As part of the IRS enforcement campaign targeting virtual currency holders, the IRS has begun sending letters to certain taxpayers advising them to review their prior year returns. The IRS is mailing more than 10,000 “education letters” to taxpayers they believe may have incorrectly reported virtual currency transactions. These “soft” notices do not indicate that an audit of the underlying return has begun; therefore, it is still possible for taxpayers to amend prior errors and omissions.
The letters come in three variations: Letter 6173, Letter 6174 or Letter 6174-A; all three warn of future civil and criminal enforcement activity for individuals who under reported their income derived from digital asset activities and recommends individuals, who in fact did under report, amend their returns immediately to include the income. Letter 6173 is the most onerous, it requires the taxpayer to provide the IRS with a summary of relevant tax positions taken, along with supporting documents and affirm under penalty of perjury that all documents and prior year returns are correct.
While the receipt of these letters may be startling for individuals, the letters were most likely sent to all individuals known by the IRS to have had a digital asset trading account. The IRS has been collecting information on taxpayer virtual currency transactions for several years now. In addition to the 14,000 individuals identified in the 2017 Coinbase Summons, the IRS has also increased its usage of data analytics, principally through a large contract with the blockchain tracing firm, Chainalysis. While identified as likely holders of crypto currencies, taxpayers appear to be receiving these letters regardless of whether they properly, or improperly, reported their digital asset income.
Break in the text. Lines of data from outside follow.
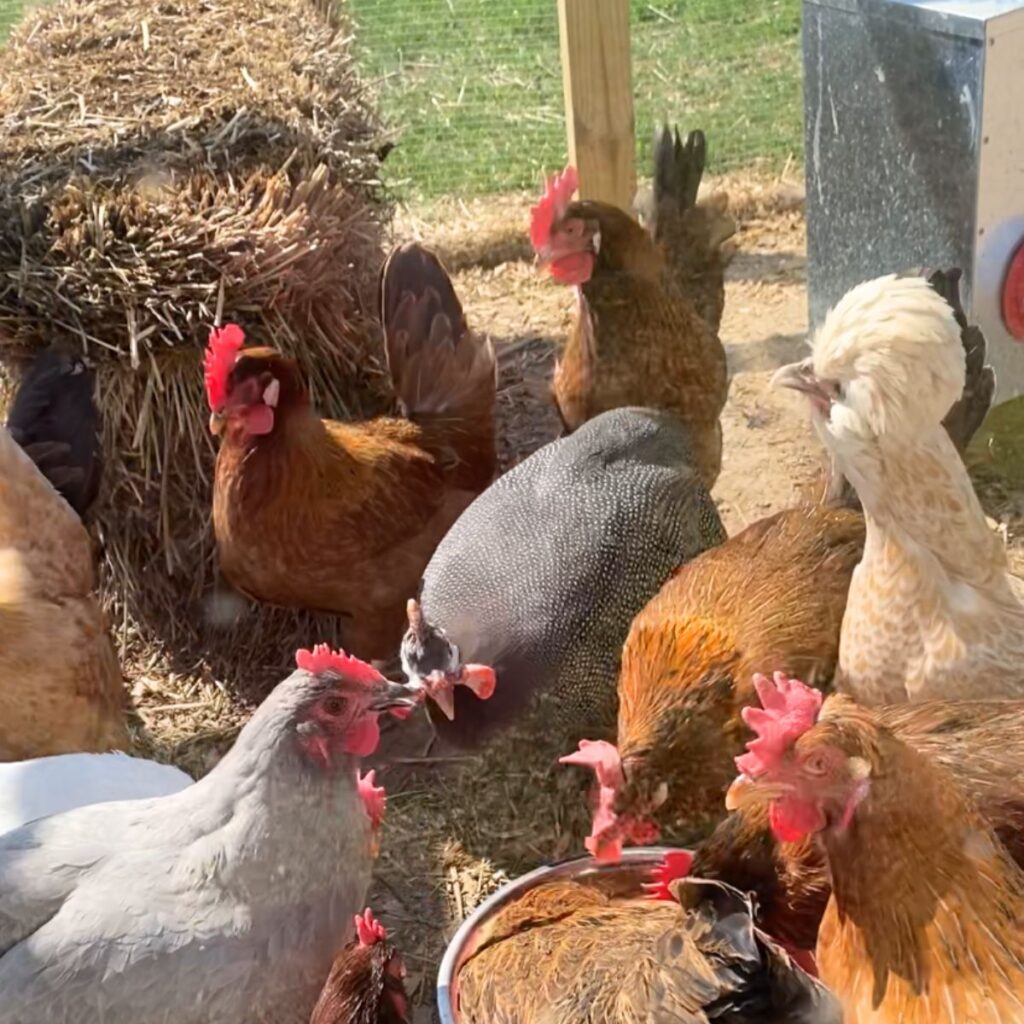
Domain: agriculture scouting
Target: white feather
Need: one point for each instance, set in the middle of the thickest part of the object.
(42, 786)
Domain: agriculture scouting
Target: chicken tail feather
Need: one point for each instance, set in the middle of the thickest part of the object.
(437, 365)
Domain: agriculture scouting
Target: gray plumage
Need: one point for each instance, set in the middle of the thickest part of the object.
(542, 576)
(224, 903)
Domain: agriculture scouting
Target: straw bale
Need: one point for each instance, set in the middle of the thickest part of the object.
(164, 163)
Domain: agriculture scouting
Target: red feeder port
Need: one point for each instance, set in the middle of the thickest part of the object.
(1013, 296)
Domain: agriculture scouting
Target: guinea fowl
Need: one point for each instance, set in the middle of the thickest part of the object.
(541, 577)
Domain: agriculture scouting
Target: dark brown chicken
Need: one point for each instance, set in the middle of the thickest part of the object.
(637, 338)
(343, 517)
(367, 981)
(691, 235)
(568, 953)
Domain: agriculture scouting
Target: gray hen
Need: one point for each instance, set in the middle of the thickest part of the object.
(223, 903)
(541, 577)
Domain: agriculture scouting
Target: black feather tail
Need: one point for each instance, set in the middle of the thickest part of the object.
(679, 168)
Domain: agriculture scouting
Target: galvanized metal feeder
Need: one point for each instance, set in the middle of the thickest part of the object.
(914, 153)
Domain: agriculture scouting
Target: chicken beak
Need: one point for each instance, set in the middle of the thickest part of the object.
(801, 377)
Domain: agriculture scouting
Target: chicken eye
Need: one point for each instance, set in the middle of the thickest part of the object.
(334, 707)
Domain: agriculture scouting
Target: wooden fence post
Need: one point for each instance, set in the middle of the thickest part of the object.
(597, 81)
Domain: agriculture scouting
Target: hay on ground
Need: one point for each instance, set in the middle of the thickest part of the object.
(163, 162)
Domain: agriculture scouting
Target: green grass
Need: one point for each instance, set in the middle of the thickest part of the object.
(473, 91)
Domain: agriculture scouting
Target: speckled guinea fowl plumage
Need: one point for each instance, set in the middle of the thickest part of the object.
(543, 573)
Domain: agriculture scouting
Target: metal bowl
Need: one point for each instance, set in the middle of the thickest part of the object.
(624, 879)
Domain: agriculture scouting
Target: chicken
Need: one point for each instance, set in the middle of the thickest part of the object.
(772, 595)
(540, 578)
(367, 982)
(691, 235)
(926, 918)
(223, 903)
(933, 610)
(42, 786)
(566, 952)
(60, 686)
(980, 742)
(637, 339)
(54, 419)
(343, 517)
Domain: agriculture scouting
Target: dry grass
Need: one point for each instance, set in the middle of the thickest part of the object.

The timing of these letters is also interesting. The IRS is currently working to finalize long awaited guidance addressing many uncertain issues surrounding the taxation of virtual currencies. The guidance is expected sometime this fall. However, these letters were sent in advance of this new guidance. The only other guidance addressing the taxation of virtual currencies is IRS Notice 2014-21, which simply states that virtual currency is property for federal tax purposes. The IRS letters relate to tax returns that would have been filed after the 2014 Notice, and no new guidance has been issued. Therefore, on the eve of the issuance of significant new guidance, taxpayers and their tax return preparers are being asked to affirm under penalty of perjury that prior year returns are accurate despite having no new guidance.
Taxpayers receiving any of these IRS letters should consult their tax advisers, and carefully review their prior year returns to ensure accuracy. An amended return should be filed as soon as possible if an error or omission is found. Regardless of whether a taxpayer properly reported their income, the receipt of this letter indicates the IRS is aware of their digital asset activity. Going forward, the proper reporting of virtual currency transactions should be an area of increased focus during tax return preparation and review because it will clearly be an area of IRS focus.